Fiquei muito amiga do dono da Mut Mee e do Gaia, o Julian, um inglês casado com uma Tailandesa e pai de dois filhos adolescentes. Julian que é físico, filho de mãe Inglesa com pai Palestino é daquelas pessoas que é adorada por todos. Um pai afetuoso e exemplar que leu todos os livros do H.Potter em voz alta!!! Com Julian, seus filhos, mulher, seus empregados, amigos, seus hospedes passei momentos preciosos no Gaia e na Mut Mee. Como ja disse aqui antes, muitas noites acordei ansiosa imaginando que nunca mais estaria sentada nas almofadas do Gaia olhando o Mekong passar. Esse meu desespero de meio de noite era sempre desespero relacionado a mim. O medo era de eu não poder voltar lá.
Quando os incidentes aconteceram eu escrevi ao Julian para saber como eles estavam. As noticias eram sóbrias. O turismo é claro tinha caído, e o Gaia tava fechando, nao estava se mantendo. Julian, num email que não parecia ser escrito pelo homem radiante que eu conheci cogitava ter que voltar depois de uns 20 anos na Asia para a Inglaterra!!! Eu li a mensagem varias, varias, e varias vezes. E aquela impermanência foi arrebatadora. Aquele desespero que eu senti tantas noites era mais real do que nunca. E o mais assustador é que ele não me pertencia. Nao era eu quem nao poderia voltar la. Não seria eu que nao seria capaz de chegar a beira do Mekong. Era o Gaia que nao mais existiria. E é claro que eu percebi que eu queria voltar no tempo, nao no Gaia. Eu queria voltar no tempo: nas noites de chuva torrencial com jacas caindo do lado de fora do meu quarto, voltar ao calor escaldante e me sentir exausta sem saber o que fazer, voltar ao funeral budista onde eu quase desmaiando tentei subir as escadas para colocar a ultima flor antes do corpo ser queimado, queria voltar a jogar banco imobiliário com as regras todas inventadas pelas crianças, queria voltar a fazer massagem na Aoh.. E nessa impermanência tao solida, na possivel desaparição do Gaia da beira do Mekong a impermanencia ficou mais experiencial. Pela primeira vez eu compreendi um pouco mais o que deve ser ser refugiado. O que é partir de um lugar que não existe mais, o que é ser a ultima pessoa de uma tribo a carregar os segredos de uma cultura. E realmente não há como não ficar desorientado com toda essa impermanência.

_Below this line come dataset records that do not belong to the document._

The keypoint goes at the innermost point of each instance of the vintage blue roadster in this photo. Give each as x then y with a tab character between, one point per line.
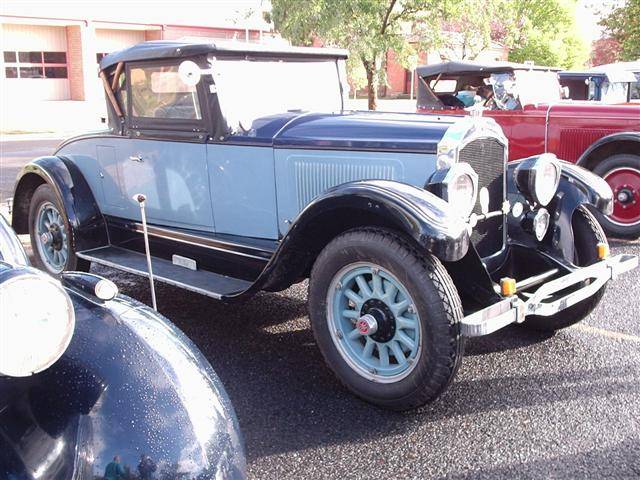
413	231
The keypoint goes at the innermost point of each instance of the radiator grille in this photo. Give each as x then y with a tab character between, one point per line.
486	156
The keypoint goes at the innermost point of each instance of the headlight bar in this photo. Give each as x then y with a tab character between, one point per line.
532	181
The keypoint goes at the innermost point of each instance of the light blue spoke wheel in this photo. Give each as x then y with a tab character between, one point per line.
386	317
374	322
51	237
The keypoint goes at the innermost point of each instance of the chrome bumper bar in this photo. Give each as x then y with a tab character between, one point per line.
515	309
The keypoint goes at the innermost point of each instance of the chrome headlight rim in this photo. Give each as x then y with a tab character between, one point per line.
530	181
50	348
447	178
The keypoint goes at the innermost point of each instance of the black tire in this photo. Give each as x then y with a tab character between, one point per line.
436	300
587	234
44	194
602	169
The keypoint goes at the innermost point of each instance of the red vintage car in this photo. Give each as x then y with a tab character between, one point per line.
526	101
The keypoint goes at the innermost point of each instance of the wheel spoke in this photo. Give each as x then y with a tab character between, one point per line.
398	353
383	353
404	323
353	314
353	334
365	289
368	348
390	292
400	307
377	285
404	339
354	297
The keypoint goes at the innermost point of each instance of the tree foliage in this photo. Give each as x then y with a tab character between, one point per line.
604	50
368	28
623	25
545	32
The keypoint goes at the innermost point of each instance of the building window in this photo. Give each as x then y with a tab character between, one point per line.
100	56
35	64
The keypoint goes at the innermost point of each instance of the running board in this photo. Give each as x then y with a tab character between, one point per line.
199	281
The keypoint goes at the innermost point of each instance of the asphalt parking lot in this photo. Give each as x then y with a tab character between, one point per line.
524	405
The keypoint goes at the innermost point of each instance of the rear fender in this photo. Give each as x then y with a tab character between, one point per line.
74	194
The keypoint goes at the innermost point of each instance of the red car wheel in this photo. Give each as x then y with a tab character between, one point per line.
625	184
622	173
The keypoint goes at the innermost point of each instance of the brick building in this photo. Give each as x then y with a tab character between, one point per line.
50	50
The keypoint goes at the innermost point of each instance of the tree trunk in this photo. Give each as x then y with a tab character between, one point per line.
372	85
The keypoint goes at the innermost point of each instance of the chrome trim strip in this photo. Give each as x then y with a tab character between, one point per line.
142	273
546	128
213	244
515	309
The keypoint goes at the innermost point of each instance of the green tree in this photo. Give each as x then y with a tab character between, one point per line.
623	25
368	28
545	32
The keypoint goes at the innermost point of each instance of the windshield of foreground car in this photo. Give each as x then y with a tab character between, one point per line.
537	86
252	89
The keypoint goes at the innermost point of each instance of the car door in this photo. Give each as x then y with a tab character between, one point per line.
165	156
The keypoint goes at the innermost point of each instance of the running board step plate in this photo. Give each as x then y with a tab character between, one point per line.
200	281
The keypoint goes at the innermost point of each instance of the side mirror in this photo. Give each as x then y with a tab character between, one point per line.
189	72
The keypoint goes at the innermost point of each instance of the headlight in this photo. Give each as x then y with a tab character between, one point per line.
538	177
36	325
457	185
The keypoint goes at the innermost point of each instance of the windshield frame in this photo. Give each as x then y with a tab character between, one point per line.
229	74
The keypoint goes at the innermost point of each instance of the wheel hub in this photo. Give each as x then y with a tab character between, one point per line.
625	195
625	184
384	319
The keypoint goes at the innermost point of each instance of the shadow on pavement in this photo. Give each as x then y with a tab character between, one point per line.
612	463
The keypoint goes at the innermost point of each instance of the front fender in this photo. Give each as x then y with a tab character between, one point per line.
417	213
129	384
577	187
74	194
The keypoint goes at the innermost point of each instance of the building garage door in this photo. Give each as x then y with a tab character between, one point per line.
110	40
34	62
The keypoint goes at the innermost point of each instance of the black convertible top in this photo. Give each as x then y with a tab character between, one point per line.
160	49
469	67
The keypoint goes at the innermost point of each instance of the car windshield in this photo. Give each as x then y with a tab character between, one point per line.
614	92
536	86
252	89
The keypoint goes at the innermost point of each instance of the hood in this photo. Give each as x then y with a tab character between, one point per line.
403	132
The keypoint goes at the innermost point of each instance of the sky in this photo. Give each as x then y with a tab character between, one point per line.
225	12
192	12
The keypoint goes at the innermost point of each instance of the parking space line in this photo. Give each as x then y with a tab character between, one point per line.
607	333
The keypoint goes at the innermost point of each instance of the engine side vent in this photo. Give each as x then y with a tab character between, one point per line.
486	156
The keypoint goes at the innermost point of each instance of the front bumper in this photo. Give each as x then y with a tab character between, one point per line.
515	309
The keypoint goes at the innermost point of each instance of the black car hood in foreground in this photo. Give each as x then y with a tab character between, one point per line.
129	384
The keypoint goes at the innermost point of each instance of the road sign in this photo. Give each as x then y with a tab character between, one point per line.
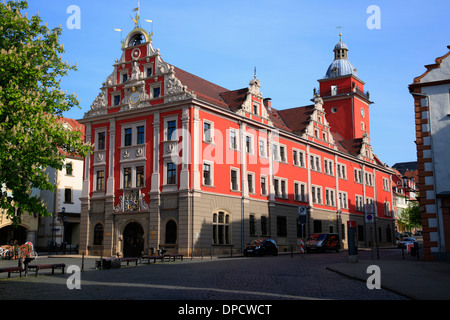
351	224
369	218
368	208
301	210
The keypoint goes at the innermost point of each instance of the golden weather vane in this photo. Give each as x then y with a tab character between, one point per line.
340	33
137	16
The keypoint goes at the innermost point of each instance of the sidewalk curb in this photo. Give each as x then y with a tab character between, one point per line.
364	280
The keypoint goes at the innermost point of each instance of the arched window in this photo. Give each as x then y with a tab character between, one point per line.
221	228
98	235
171	232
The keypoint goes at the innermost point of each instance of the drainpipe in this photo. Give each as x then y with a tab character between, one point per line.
438	216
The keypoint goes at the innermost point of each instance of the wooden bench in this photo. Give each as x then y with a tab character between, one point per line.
174	256
38	267
128	260
12	269
148	258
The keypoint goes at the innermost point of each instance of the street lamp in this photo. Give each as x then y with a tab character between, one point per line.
338	215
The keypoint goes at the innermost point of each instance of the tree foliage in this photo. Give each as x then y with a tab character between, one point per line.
410	217
31	101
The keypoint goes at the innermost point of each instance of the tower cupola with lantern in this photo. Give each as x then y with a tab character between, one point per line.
345	102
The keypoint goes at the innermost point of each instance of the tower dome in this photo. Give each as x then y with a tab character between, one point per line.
340	66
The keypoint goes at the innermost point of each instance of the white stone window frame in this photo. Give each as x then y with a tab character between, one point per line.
387	209
236	132
122	72
330	197
300	158
238	180
251	149
358	175
266	193
299	196
133	126
280	193
368	176
97	131
316	192
258	108
253	190
385	184
165	168
211	173
277	154
166	126
152	87
113	94
133	167
211	131
94	184
317	160
264	144
342	199
359	202
149	66
328	165
342	171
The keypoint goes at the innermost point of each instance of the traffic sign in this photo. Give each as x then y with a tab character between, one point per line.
301	210
368	208
369	218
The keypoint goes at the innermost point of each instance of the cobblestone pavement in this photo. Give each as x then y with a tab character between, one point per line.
284	277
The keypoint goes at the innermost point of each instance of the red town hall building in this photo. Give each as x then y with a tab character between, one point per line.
182	164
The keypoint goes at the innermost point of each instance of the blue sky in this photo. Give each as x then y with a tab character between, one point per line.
289	42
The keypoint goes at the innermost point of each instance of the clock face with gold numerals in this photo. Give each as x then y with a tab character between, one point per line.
135	97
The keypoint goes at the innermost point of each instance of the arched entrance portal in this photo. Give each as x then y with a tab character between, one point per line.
133	240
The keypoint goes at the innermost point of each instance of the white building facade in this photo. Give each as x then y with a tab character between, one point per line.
431	93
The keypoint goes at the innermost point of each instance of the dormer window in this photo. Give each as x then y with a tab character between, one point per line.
136	40
334	88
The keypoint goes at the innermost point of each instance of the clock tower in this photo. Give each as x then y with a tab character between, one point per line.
345	102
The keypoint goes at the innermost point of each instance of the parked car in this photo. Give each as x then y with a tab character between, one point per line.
323	241
405	241
261	247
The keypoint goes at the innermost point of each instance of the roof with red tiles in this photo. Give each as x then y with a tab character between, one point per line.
292	120
203	89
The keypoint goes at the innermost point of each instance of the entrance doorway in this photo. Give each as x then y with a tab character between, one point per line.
133	240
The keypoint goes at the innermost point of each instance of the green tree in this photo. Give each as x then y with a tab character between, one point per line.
31	101
410	217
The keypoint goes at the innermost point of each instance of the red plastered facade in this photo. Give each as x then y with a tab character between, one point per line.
235	168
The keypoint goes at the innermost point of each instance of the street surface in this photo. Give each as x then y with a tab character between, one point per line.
300	277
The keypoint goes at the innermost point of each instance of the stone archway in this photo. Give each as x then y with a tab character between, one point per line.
133	240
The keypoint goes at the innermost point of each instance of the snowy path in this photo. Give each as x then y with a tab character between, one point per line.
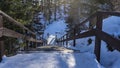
51	60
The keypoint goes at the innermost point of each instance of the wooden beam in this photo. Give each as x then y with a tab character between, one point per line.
10	33
81	35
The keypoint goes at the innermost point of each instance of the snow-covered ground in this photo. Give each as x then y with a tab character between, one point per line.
57	28
51	60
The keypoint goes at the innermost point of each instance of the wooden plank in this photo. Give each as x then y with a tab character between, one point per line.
109	13
74	39
15	22
114	43
81	35
13	34
1	39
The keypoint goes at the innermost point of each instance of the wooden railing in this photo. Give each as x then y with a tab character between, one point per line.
6	32
91	31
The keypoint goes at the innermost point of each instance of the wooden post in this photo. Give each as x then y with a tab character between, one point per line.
98	40
66	40
63	39
1	40
74	40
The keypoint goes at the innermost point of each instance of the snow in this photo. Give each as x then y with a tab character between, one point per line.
111	25
51	60
57	28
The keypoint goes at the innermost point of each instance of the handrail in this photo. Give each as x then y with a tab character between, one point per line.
97	32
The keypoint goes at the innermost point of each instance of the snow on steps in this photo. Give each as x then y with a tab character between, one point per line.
49	49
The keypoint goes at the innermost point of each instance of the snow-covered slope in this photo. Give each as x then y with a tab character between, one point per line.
51	60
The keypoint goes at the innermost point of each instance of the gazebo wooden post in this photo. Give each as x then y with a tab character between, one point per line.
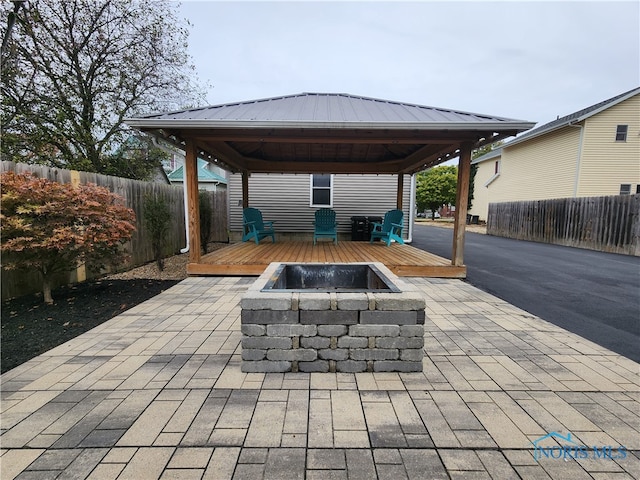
245	189
191	177
462	199
400	191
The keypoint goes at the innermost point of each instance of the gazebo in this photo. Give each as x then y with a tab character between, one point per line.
327	133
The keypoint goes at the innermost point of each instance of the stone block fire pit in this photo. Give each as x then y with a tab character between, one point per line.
338	317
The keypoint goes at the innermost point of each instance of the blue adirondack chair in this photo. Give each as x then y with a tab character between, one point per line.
389	229
325	225
255	227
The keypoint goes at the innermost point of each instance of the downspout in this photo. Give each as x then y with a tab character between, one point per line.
576	181
186	212
412	206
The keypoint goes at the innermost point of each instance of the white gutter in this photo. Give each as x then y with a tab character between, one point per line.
492	126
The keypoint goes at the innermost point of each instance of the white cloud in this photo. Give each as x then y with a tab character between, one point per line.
526	60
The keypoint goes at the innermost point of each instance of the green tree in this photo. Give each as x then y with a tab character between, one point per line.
436	187
74	70
157	219
53	227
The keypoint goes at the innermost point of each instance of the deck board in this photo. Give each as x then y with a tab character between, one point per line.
250	259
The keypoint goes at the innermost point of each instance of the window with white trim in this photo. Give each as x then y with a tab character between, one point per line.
621	133
321	190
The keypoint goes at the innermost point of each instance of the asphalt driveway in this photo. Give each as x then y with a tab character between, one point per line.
593	294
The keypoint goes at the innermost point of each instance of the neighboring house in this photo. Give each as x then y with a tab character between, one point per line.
210	177
292	199
592	152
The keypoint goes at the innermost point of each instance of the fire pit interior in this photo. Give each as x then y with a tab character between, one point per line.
330	278
335	317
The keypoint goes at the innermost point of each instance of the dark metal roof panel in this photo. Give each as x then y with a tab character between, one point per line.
329	108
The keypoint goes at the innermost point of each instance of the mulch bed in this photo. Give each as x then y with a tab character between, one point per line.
30	327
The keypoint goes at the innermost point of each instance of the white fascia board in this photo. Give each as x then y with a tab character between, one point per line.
204	124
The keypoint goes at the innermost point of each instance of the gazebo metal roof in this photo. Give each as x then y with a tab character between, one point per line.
321	132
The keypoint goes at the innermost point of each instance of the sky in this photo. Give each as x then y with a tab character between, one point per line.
531	61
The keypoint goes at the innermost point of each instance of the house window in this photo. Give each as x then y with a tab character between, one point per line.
621	133
321	190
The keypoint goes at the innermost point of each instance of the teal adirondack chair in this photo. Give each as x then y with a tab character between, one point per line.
325	225
255	227
390	228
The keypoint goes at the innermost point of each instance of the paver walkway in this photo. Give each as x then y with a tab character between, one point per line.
157	392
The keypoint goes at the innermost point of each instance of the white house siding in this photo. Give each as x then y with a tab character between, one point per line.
285	198
605	163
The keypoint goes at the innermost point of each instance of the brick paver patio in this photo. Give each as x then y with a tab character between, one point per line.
157	393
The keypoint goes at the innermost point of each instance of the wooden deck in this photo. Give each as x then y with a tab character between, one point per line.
250	259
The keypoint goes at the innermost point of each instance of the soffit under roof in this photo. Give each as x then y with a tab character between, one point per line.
336	133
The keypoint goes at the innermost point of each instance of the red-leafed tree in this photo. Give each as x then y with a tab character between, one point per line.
53	227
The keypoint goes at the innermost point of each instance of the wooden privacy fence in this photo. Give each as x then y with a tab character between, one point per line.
134	192
607	224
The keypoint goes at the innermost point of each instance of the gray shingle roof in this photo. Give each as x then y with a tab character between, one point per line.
329	109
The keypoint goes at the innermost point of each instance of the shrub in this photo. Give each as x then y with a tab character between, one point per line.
157	218
53	227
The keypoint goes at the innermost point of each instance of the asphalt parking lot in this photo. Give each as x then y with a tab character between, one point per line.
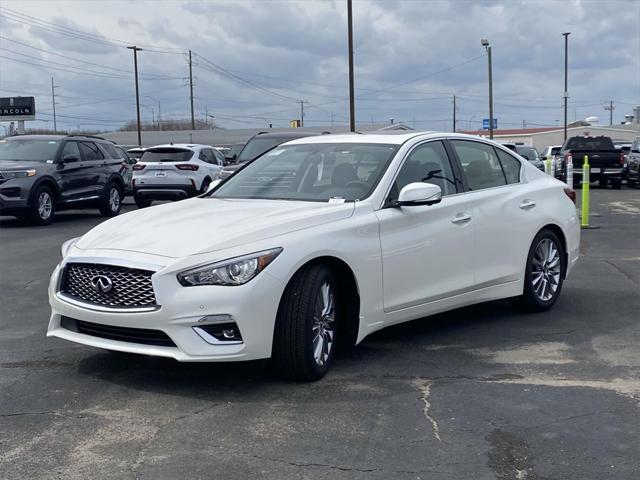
482	392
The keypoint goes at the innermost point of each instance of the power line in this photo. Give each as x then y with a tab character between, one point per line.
49	52
18	17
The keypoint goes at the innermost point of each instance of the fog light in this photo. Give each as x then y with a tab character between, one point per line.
220	333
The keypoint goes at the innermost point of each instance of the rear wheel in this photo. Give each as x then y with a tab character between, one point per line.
112	202
305	334
41	211
544	273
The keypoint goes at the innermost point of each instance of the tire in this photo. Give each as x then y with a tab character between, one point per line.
141	202
42	208
111	204
305	332
205	184
535	297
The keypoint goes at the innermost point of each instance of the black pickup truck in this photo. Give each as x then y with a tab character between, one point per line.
606	162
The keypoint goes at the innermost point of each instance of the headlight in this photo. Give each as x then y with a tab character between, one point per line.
234	271
9	174
67	246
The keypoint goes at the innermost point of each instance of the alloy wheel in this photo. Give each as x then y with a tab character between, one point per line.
546	269
324	324
45	205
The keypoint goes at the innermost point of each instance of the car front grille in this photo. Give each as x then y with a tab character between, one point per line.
108	286
141	336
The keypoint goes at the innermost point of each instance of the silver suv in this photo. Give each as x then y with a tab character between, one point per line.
174	172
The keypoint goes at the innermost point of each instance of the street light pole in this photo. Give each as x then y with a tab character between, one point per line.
566	87
135	68
352	105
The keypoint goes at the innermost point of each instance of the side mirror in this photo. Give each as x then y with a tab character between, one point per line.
213	185
419	193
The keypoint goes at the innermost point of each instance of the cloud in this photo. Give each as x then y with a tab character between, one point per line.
297	49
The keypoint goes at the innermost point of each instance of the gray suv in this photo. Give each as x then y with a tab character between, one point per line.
40	174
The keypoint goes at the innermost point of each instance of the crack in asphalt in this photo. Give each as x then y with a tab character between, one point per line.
424	386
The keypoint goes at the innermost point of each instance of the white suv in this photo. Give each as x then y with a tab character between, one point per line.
174	172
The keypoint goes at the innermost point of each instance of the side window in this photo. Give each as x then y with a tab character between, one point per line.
480	164
90	151
71	149
111	151
427	163
510	165
203	156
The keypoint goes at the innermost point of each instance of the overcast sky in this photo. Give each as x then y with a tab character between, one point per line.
253	60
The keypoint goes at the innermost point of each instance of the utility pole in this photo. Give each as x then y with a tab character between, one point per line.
566	78
301	102
352	105
485	43
135	69
53	101
611	108
193	121
454	114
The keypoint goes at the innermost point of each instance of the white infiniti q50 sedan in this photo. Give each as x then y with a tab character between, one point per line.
321	241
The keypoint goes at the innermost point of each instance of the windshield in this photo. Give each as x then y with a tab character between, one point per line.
257	146
314	172
166	155
29	149
590	143
529	152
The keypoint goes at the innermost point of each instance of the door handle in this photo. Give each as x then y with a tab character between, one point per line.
461	218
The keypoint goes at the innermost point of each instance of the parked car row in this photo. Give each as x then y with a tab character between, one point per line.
610	162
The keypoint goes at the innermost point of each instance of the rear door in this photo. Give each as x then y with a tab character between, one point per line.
95	168
502	211
70	169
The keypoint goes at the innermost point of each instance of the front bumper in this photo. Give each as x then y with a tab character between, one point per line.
253	307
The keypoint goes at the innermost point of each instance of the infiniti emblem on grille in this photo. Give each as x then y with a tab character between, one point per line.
101	284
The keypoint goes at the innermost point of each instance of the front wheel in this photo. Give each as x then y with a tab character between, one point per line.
544	273
41	211
112	202
305	333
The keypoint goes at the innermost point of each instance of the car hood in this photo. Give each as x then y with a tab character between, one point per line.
201	225
19	164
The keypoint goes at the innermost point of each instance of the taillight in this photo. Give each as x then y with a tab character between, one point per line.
187	166
571	193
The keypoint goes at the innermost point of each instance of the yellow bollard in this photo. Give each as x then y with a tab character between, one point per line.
585	193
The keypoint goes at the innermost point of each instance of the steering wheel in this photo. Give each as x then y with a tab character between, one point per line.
358	183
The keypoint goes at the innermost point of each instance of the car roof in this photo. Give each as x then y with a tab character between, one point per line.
180	145
388	138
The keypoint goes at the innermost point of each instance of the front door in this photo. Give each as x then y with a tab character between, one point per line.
427	251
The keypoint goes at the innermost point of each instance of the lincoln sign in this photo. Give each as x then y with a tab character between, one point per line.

Eu nao tenho uma solução... são só ponderações de alguém que vive no impermanente "declarado" o tempo todo (fator comum entre imigrantes e viajantes). Talvez o segredo seja combinar a noção de que tudo que existe hoje faz parte dessa linha ininterrupta do primeiro homo sapiens a tudo que temos hoje, com uma tentativa de ser mais consciente do presente. Mesmo porque o presente é consequência direta desse passado. E no fim, nesse misturado o tempo parece não existir.